During startup of an osd cluster with 37 osds, within the first few
seconds I see osds getting marked down, even though the osd processes
remain running and seem to be just fine. The up count fluctuates for a
while but seems to stabilize eventually at around 30 up osds, while 7 or
so remain down, and eventually get marked out.
With debugging enabled, I've tracked it down to this bit of logic in
OSD.cc:1502 (stable branch):
------snip------
// ignore (and mark down connection for) old messages
epoch_t e = m->map_epoch;
if (!e)
e = m->peer_as_of_epoch;
if (e <= osdmap->get_epoch() &&
((heartbeat_to.count(from) == 0 && heartbeat_from.count(from) ==
0) ||
heartbeat_con[from] != m->get_connection())) {
dout(5) << "handle_osd_ping marking down peer " << m->get_source_inst()
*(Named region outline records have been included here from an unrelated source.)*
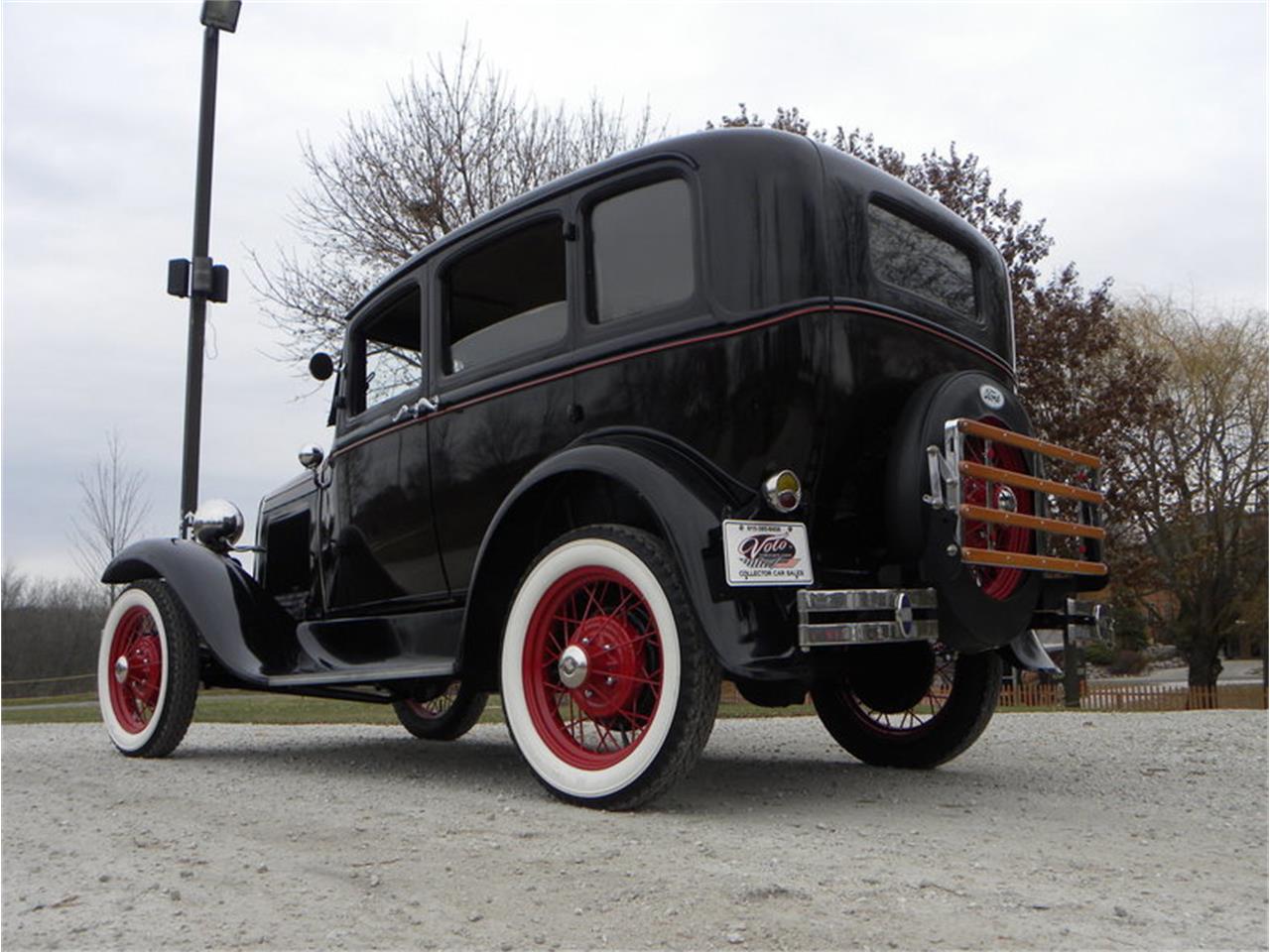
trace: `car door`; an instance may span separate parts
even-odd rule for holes
[[[447,594],[427,453],[427,359],[418,274],[354,315],[326,476],[323,570],[334,614],[410,611]],[[423,402],[420,402],[423,401]]]

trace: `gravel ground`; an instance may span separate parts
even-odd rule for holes
[[[1266,948],[1266,716],[999,715],[864,767],[809,718],[721,721],[636,814],[551,800],[500,726],[95,725],[3,736],[24,948]]]

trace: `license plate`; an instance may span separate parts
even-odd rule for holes
[[[812,546],[800,522],[723,523],[729,585],[810,585]]]

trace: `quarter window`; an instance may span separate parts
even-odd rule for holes
[[[419,288],[366,319],[353,335],[352,413],[358,414],[423,382]]]
[[[606,198],[591,212],[596,320],[648,314],[696,287],[688,183],[667,179]]]
[[[974,267],[960,249],[876,204],[869,206],[874,274],[913,294],[975,317]]]
[[[547,218],[464,255],[446,270],[447,373],[564,339],[564,223]]]

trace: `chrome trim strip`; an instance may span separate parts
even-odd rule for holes
[[[913,608],[939,608],[935,589],[800,589],[798,607],[800,612],[888,612],[899,595],[908,595]]]

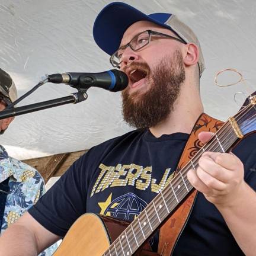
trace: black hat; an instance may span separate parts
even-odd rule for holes
[[[9,105],[15,101],[17,98],[17,91],[14,82],[5,71],[0,69],[0,95]]]

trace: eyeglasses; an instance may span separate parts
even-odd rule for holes
[[[152,30],[146,30],[135,36],[129,43],[126,45],[121,46],[111,56],[110,60],[112,66],[116,68],[121,64],[123,61],[121,60],[123,53],[127,47],[129,46],[132,50],[137,52],[149,43],[152,35],[174,39],[184,44],[187,44],[187,43],[182,39]]]

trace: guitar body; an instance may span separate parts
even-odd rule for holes
[[[53,255],[101,256],[129,224],[104,215],[85,213],[71,226]],[[135,255],[151,255],[148,243],[143,248],[148,254],[139,251]]]

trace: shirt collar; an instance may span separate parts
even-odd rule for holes
[[[14,174],[13,165],[5,149],[0,145],[0,183]]]

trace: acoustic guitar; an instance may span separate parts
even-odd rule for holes
[[[194,190],[187,174],[197,167],[203,153],[228,152],[239,139],[256,130],[255,94],[245,101],[236,114],[224,123],[132,222],[86,213],[72,225],[54,256],[130,256],[140,255],[142,248],[147,249],[145,243],[149,238]]]

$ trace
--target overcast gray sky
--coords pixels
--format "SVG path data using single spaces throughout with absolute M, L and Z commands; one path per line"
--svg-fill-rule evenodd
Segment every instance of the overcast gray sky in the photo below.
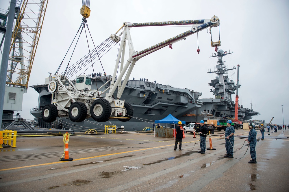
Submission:
M 42 84 L 49 72 L 56 72 L 81 22 L 82 2 L 49 0 L 29 86 Z M 0 8 L 6 10 L 8 4 L 8 0 L 2 0 Z M 88 24 L 96 45 L 114 33 L 125 21 L 202 19 L 217 16 L 221 21 L 220 48 L 234 52 L 224 60 L 228 68 L 240 66 L 239 103 L 249 108 L 251 103 L 253 110 L 261 114 L 252 119 L 268 123 L 274 117 L 273 123 L 279 124 L 283 123 L 281 105 L 284 105 L 284 123 L 289 123 L 288 1 L 92 0 L 90 8 Z M 139 27 L 130 31 L 135 48 L 139 51 L 190 28 Z M 212 35 L 213 41 L 218 40 L 218 28 L 212 29 Z M 82 37 L 79 48 L 74 55 L 76 60 L 88 52 L 85 36 Z M 134 77 L 137 79 L 147 78 L 149 81 L 155 79 L 159 83 L 201 92 L 201 98 L 214 98 L 208 83 L 216 75 L 207 73 L 210 69 L 214 70 L 217 60 L 209 57 L 215 52 L 210 41 L 210 35 L 205 29 L 199 33 L 199 54 L 196 51 L 196 34 L 174 43 L 172 50 L 167 47 L 150 54 L 137 62 L 130 79 Z M 117 48 L 114 47 L 110 55 L 101 59 L 108 75 L 112 74 Z M 64 71 L 67 63 L 63 64 L 60 71 Z M 99 63 L 94 67 L 96 73 L 103 73 Z M 232 75 L 231 79 L 236 82 L 236 70 L 229 72 L 229 77 Z M 38 97 L 31 88 L 24 94 L 20 113 L 25 119 L 33 118 L 29 111 L 37 105 Z

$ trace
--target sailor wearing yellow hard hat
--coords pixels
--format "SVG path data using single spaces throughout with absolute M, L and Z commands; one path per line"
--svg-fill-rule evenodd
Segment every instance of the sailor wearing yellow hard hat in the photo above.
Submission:
M 180 142 L 179 145 L 179 151 L 181 151 L 181 142 L 183 140 L 183 126 L 182 126 L 181 121 L 180 121 L 178 122 L 179 126 L 176 129 L 177 134 L 176 134 L 176 142 L 175 143 L 175 149 L 174 151 L 177 151 L 177 147 L 178 143 Z

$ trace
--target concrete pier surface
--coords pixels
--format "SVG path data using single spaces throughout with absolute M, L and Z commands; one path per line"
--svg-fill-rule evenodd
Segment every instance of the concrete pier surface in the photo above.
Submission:
M 63 136 L 19 137 L 17 147 L 1 149 L 0 191 L 288 191 L 289 130 L 265 132 L 262 140 L 257 132 L 253 164 L 242 129 L 235 130 L 232 159 L 223 157 L 223 131 L 215 132 L 216 150 L 205 154 L 197 153 L 199 137 L 191 134 L 181 151 L 174 151 L 173 138 L 153 133 L 71 135 L 71 161 L 60 161 Z

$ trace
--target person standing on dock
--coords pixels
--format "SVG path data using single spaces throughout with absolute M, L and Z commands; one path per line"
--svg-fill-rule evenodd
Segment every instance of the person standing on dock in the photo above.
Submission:
M 179 126 L 176 129 L 177 134 L 176 134 L 176 142 L 175 143 L 175 149 L 174 151 L 177 151 L 177 146 L 178 145 L 178 143 L 180 142 L 179 145 L 179 151 L 181 151 L 181 142 L 183 140 L 183 126 L 182 126 L 181 121 L 180 121 L 178 122 Z
M 260 128 L 260 130 L 261 131 L 261 134 L 262 136 L 261 137 L 261 139 L 264 140 L 264 133 L 265 132 L 265 129 L 264 128 L 264 125 L 263 123 L 261 124 L 261 128 Z
M 248 142 L 249 146 L 250 147 L 250 154 L 251 155 L 251 158 L 252 160 L 248 162 L 249 163 L 256 163 L 257 161 L 256 161 L 256 145 L 257 144 L 257 140 L 256 136 L 257 135 L 257 132 L 255 129 L 253 128 L 253 126 L 251 123 L 249 123 L 249 128 L 250 131 L 249 132 L 249 135 L 248 136 L 248 138 L 245 140 Z
M 200 123 L 201 126 L 200 129 L 200 139 L 201 140 L 200 147 L 201 147 L 201 151 L 198 151 L 198 153 L 203 154 L 206 153 L 205 152 L 206 151 L 206 138 L 207 137 L 208 131 L 203 121 L 201 120 L 200 121 Z
M 224 156 L 224 157 L 228 158 L 233 158 L 233 149 L 234 147 L 234 134 L 235 134 L 235 129 L 231 125 L 232 121 L 228 120 L 227 121 L 227 126 L 225 133 L 220 135 L 220 137 L 225 136 L 225 147 L 227 154 Z

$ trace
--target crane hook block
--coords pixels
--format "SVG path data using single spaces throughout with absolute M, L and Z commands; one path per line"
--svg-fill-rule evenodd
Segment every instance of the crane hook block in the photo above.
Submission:
M 89 7 L 85 5 L 84 5 L 80 9 L 80 14 L 84 17 L 88 18 L 90 15 L 90 9 Z
M 212 47 L 214 47 L 215 46 L 221 46 L 221 41 L 219 40 L 216 42 L 213 42 L 212 41 L 211 41 L 211 45 L 212 46 Z

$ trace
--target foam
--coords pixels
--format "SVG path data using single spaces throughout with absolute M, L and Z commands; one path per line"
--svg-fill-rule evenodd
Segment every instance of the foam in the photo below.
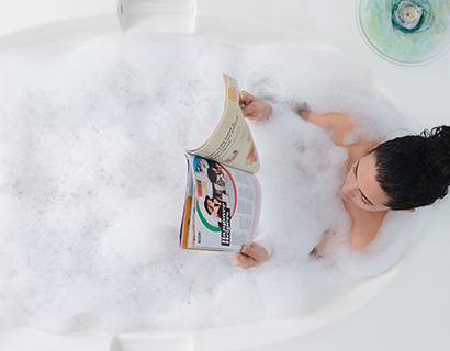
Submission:
M 274 253 L 249 271 L 230 254 L 178 248 L 183 149 L 214 129 L 223 72 L 274 107 L 250 123 L 262 159 L 259 231 Z M 283 318 L 380 273 L 413 242 L 398 236 L 386 259 L 376 250 L 393 235 L 386 224 L 365 271 L 351 270 L 364 262 L 351 250 L 339 264 L 308 257 L 325 230 L 348 231 L 347 152 L 293 106 L 348 113 L 349 140 L 404 125 L 368 73 L 334 52 L 110 38 L 3 52 L 0 77 L 3 326 L 125 331 Z M 417 237 L 406 222 L 401 229 Z

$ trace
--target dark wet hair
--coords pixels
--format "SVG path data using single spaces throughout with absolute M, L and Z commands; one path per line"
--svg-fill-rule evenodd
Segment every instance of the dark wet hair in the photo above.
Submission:
M 447 195 L 450 185 L 450 127 L 442 125 L 420 135 L 395 138 L 371 152 L 376 181 L 392 210 L 431 205 Z

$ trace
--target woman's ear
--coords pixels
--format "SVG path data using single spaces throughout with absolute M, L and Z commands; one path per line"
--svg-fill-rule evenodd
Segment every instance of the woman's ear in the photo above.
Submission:
M 400 210 L 400 212 L 409 212 L 409 213 L 413 213 L 413 212 L 415 212 L 416 211 L 416 208 L 410 208 L 410 210 Z

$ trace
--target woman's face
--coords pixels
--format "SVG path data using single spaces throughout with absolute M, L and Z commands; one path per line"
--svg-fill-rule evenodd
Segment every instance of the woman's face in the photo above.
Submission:
M 376 181 L 375 157 L 369 154 L 360 158 L 347 174 L 341 189 L 342 199 L 369 212 L 390 210 L 384 204 L 389 197 Z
<< " after old message from epoch " << e
<< " <= current " << osdmap->get_epoch() << dendl;
heartbeat_messenger->mark_down(m->get_connection());
goto out;
}
--------------------
It looks as though the osd getting marked down is sending a heartbeat
ping to another osd, at which point, that osd marks it as down. Its not
clear to me why that happens. Is it because connections are getting
dropped and ports are changing?
In any case, that if conditional succeeds, resulting in the osd marking
down the osd that just sent it a ping heartbeat.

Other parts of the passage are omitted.